The Dangerous Habits Of Millennial Drivers
According to a survey of 1,000 British drivers aged 18-65, the millennial generation is responsible for the majority of frequent traffic violations.
Distracted drivers account for approximately 25% of all motor vehicle fatalities. From March 2017, all UK drivers caught using their hand-held phone at the wheel will be penalised with a £200 fine and 6 points on their licence.
Despite the formal mobile phone ban being in place, Fulton’s study shows that an alarming number of 25-34 years olds, along with their younger counterparts aged 18-24, still use hand-held mobile phones while driving, with 12% and 12% respectively admitting to doing so.
Tano Di Girolamo, Managing Director at Fulton Leasing, comments: “A recent Highway England campaign raised awareness of just how dangerous tailgating can be, with one in eight road casualties caused by this habit. Using a mobile phone while driving will drastically impair a driver’s focus on the road and other cars around them. Our study found millennial motorists admit to these habits more than any other age group, which could leave them and motorists around them in serious danger.

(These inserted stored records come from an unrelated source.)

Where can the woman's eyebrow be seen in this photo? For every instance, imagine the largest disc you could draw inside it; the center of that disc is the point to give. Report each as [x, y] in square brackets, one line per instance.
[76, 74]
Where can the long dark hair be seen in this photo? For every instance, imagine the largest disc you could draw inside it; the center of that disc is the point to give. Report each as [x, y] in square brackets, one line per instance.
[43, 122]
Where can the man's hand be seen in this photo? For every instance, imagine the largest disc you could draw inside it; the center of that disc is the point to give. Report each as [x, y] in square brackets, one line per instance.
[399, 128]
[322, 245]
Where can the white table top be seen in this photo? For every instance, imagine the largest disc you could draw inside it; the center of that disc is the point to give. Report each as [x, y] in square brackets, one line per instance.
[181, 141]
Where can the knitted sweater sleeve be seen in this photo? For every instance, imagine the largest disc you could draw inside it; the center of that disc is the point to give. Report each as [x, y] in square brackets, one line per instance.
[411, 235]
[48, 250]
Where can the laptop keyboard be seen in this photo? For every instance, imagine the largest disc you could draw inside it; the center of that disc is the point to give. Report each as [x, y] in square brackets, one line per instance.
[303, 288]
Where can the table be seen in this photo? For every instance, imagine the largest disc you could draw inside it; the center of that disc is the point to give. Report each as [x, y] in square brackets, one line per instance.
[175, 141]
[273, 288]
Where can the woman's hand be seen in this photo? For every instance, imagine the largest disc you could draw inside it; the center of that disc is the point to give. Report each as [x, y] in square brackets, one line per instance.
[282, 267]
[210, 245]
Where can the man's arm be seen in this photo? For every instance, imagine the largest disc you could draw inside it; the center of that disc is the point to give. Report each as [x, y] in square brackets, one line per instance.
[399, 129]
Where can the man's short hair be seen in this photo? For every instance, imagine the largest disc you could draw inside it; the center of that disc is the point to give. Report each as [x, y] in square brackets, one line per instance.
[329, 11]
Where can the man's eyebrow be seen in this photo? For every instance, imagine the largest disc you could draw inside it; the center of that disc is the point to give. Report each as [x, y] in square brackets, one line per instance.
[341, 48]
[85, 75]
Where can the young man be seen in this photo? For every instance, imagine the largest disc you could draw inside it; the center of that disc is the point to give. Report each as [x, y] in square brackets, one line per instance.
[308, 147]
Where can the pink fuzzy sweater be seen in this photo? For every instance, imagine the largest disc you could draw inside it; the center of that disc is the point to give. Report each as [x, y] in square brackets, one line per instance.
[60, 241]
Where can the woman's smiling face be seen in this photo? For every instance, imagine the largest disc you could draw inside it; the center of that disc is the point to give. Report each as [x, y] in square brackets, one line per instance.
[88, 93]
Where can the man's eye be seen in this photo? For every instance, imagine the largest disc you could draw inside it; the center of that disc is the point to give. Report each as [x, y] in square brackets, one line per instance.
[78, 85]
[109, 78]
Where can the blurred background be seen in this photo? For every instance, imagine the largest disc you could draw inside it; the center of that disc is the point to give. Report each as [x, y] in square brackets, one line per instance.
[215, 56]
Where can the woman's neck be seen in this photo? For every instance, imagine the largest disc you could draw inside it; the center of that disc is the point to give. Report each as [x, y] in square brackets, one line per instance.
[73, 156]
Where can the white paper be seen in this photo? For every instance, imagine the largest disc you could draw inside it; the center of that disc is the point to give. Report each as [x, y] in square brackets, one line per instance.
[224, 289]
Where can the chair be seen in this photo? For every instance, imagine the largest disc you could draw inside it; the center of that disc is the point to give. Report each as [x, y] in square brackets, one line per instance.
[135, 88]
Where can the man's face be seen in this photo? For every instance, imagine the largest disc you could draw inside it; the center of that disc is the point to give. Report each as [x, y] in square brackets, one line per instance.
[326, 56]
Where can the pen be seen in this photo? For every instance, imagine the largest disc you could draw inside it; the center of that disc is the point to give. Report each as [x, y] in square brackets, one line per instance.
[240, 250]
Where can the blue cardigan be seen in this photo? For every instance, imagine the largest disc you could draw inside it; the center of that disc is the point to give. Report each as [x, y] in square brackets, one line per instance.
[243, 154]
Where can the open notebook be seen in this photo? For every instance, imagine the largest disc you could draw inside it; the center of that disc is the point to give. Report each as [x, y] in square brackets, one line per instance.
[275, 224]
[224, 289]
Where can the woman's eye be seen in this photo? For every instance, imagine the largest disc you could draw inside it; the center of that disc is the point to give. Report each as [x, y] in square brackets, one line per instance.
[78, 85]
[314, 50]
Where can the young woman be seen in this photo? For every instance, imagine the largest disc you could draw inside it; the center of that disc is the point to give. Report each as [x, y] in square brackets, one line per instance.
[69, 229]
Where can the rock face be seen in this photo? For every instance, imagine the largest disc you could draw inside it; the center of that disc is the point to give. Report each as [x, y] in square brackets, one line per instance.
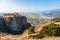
[15, 24]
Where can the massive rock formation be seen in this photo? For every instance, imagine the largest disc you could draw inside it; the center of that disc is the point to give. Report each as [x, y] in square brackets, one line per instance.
[13, 24]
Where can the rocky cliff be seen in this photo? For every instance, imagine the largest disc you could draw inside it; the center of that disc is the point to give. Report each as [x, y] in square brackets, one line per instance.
[15, 24]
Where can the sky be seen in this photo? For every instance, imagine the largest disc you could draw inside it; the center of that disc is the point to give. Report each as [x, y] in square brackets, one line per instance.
[28, 5]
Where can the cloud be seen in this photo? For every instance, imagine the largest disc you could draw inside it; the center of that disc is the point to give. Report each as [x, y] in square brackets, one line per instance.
[7, 6]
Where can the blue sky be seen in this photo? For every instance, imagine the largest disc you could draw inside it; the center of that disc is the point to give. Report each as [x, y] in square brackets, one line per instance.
[28, 5]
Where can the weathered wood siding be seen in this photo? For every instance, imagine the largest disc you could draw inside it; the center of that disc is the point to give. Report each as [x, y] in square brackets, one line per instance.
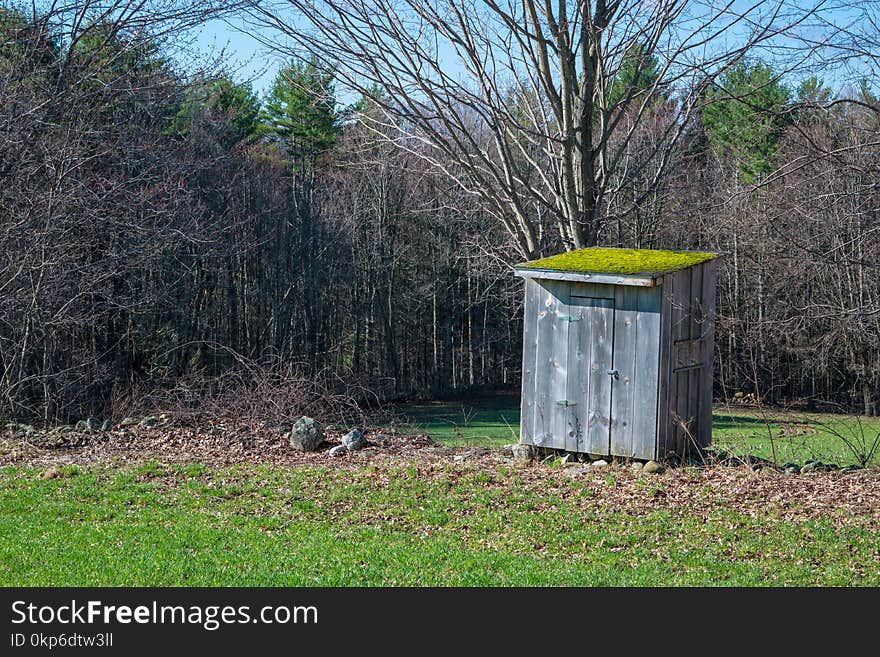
[636, 359]
[686, 354]
[660, 341]
[707, 336]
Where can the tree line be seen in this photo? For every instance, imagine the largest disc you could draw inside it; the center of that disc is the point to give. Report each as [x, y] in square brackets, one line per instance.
[161, 228]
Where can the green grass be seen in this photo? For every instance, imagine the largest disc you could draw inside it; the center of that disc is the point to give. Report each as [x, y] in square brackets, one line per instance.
[174, 525]
[794, 437]
[484, 422]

It is also surprising to see such a high admission rate for mobile phone across all age groups when technology such as Apple CarPlay and Bluetooth connectivity is becoming more prevalent in standard equipment lists. A potential concern is that drivers might be using their phone for other purposes such as email or Internet browsing, which could put drivers at even greater risk”.
Traffic light displays and driver behaviours
45% of millennial drivers aged 25-34 admit to accelerating through amber lights. Additionally, nearly 11% of them admitted to running a red light if they have just changed and no one is around, which is the highest percentage across all age groups.
1 in 5 millennial drivers also revealed they don’t indicate at roundabouts, a mistake which can both put fellow drivers at risk, and cause a serious accident.
Other dangerous habits
9% of millennial drivers state not paying attention to blind spots, while their younger counterparts performed worse still, with 11% of those aged 18-24 owning up to not carrying out the appropriate checks before moving off.
Survey respondents also faced questions about tailgating – a ‘practice’ responsible for causing 1 in 8 serious accidents on UK roads.
According to the survey, an average of 9% across all age groups admit to tailgating other vehicles. Again, the highest percentage of offenders can be found in the millennial category, with 14 per cent owning up to doing so.
Millennial drivers should also polish their skills for motorway driving, as the study revealed that 14% of young drivers aged between 25 and 35 have a tendency to loiter in the middle lane.
Another guilty confession is cutting into slip lane queues at the last moment, which can cause fellow drivers react quickly or risk getting into a collision. Among all age groups, the millennial drivers seem to lead the way, with 21% of respondents in this age group holding their hands up. Millennials were followed by 45-54 year olds (15%) and 35-44 (13%), who also admitted to last-minute line hopping. The least likely to transgress are new drivers (9%), who might simply lack enough road confidence to do so.
Drivers were also questioned about whether they felt they would pass their driving test if they were to take it again. Surprisingly, 1 in 5 millennial admitted that they might find retaking their driving test difficult, which makes them the least confident group among all respondents.